Das digitale Zeitalter macht vor den Banken nicht halt. Zwar sind alle gesellschaftlichen Schichten und wirtschaftliche Branchen längst digital vernetzt, doch auch der Bankensektor selbst wird immer mehr zu einem digitalen Touchpoint – egal ob etablierte Systeme wie das der Sparkasse, welches sich mit der “App Sparkasse” am mobilen Netz beteiligt, oder neuartige Konzepte wie N26, welches mit seiner Usability und User Experience einen USP ohnegleichen in der Fintech-Branche vorweisen kann. Digitale Ökosysteme wie ebay, amazon oder Google zeigen, dass nicht nur Dienstleistungen digitalisiert werden, sondern auch der Handel im virtuellen Raum längst Teil der alltäglichen Lebensrealität ist. Dass auch Banken sich zu einer Institution mit vornehmlich virtuellen Berührungspunkten entwickelt und somit stärker in der digitalen Lebensrealität präsent sein wird, ist nur eine Frage der Zeit. Doch welche Auswirkungen haben diese Vernetzungen auf die Lebenswelt, in welcher sich der Mensch bewegt?

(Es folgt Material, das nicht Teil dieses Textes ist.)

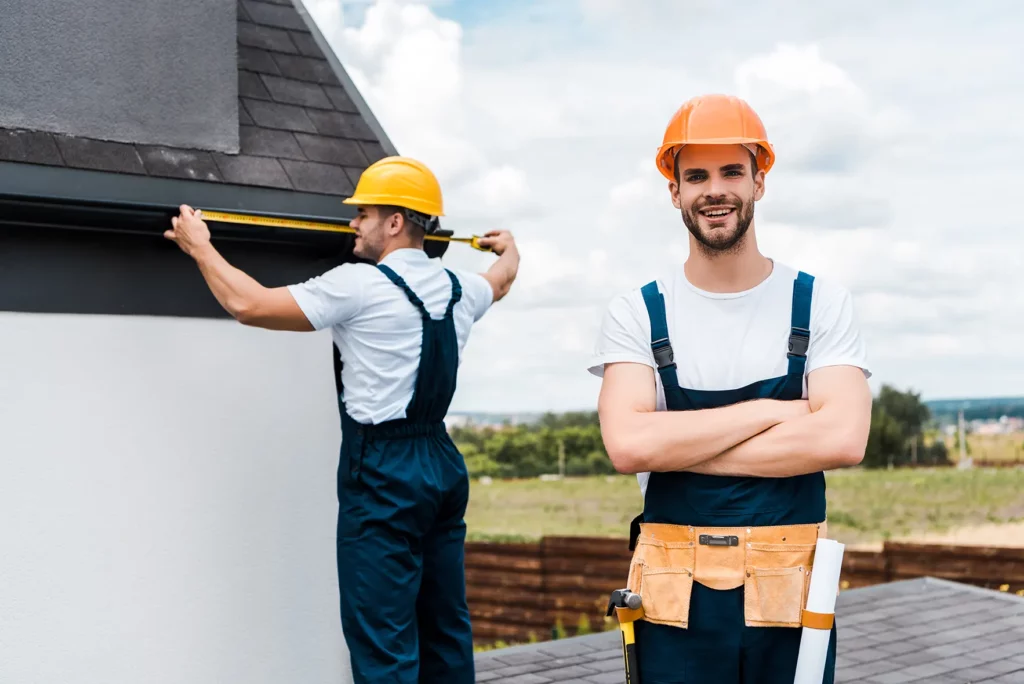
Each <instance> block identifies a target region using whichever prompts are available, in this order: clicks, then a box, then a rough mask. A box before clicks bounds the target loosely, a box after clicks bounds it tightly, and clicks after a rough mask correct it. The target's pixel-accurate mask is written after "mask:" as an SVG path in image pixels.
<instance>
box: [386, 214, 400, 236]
mask: <svg viewBox="0 0 1024 684" xmlns="http://www.w3.org/2000/svg"><path fill="white" fill-rule="evenodd" d="M402 220H403V219H402V217H401V215H400V214H397V213H394V214H391V215H390V216H388V219H387V226H386V227H385V229H386V230H387V233H388V236H390V237H391V238H394V237H395V236H398V234H400V233H401V231H402V229H403V225H402Z"/></svg>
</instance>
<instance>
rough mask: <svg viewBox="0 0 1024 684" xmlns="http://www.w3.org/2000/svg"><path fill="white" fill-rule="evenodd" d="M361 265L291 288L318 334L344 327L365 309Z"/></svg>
mask: <svg viewBox="0 0 1024 684" xmlns="http://www.w3.org/2000/svg"><path fill="white" fill-rule="evenodd" d="M360 266H362V264H352V263H346V264H342V265H340V266H337V267H335V268H332V269H331V270H329V271H327V272H326V273H324V274H323V275H317V276H316V277H311V279H309V280H308V281H306V282H304V283H297V284H295V285H290V286H288V290H289V292H291V293H292V296H293V297H295V301H296V302H298V304H299V308H301V309H302V312H303V313H305V314H306V317H307V318H308V319H309V323H310V325H312V327H313V328H314V329H315V330H324V329H325V328H330V327H331V326H338V325H341V324H344V323H345V322H346V320H348V319H349V318H351V317H352V316H354V315H355V314H356V313H358V312H359V309H361V308H362V291H364V285H365V279H364V277H361V275H362V271H364V270H365V269H364V268H360Z"/></svg>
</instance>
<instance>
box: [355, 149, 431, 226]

Der Digitalisierung von Diensten geht eine Monetarisierung von Diensten voraus: Das Umfeld, in dem sich der Mensch bewegt, ist somit zunehmend von betriebswirtschaftlichen Abläufen und dem Anliegen der dahinter stehenden Unternehmer geprägt. Die Selbstentfaltung des Individuums findet im Kontext der Selbstverwirklichung anderer statt. Die Lebenswelt wird durch die Digitalisierung mehr denn je systematisiert und gibt dem einzelnen Menschen Selektionsbahnen für sein Handeln vor. Der Mensch ist nicht mehr bloß Mensch, sondern auch User. Geld und Wirtschaft funktionieren dabei wie Medien, über welche sich mehrere Individuen miteinander verständigen. Es bildet eine transzendente Basis für die zwischenmenschliche Interaktion.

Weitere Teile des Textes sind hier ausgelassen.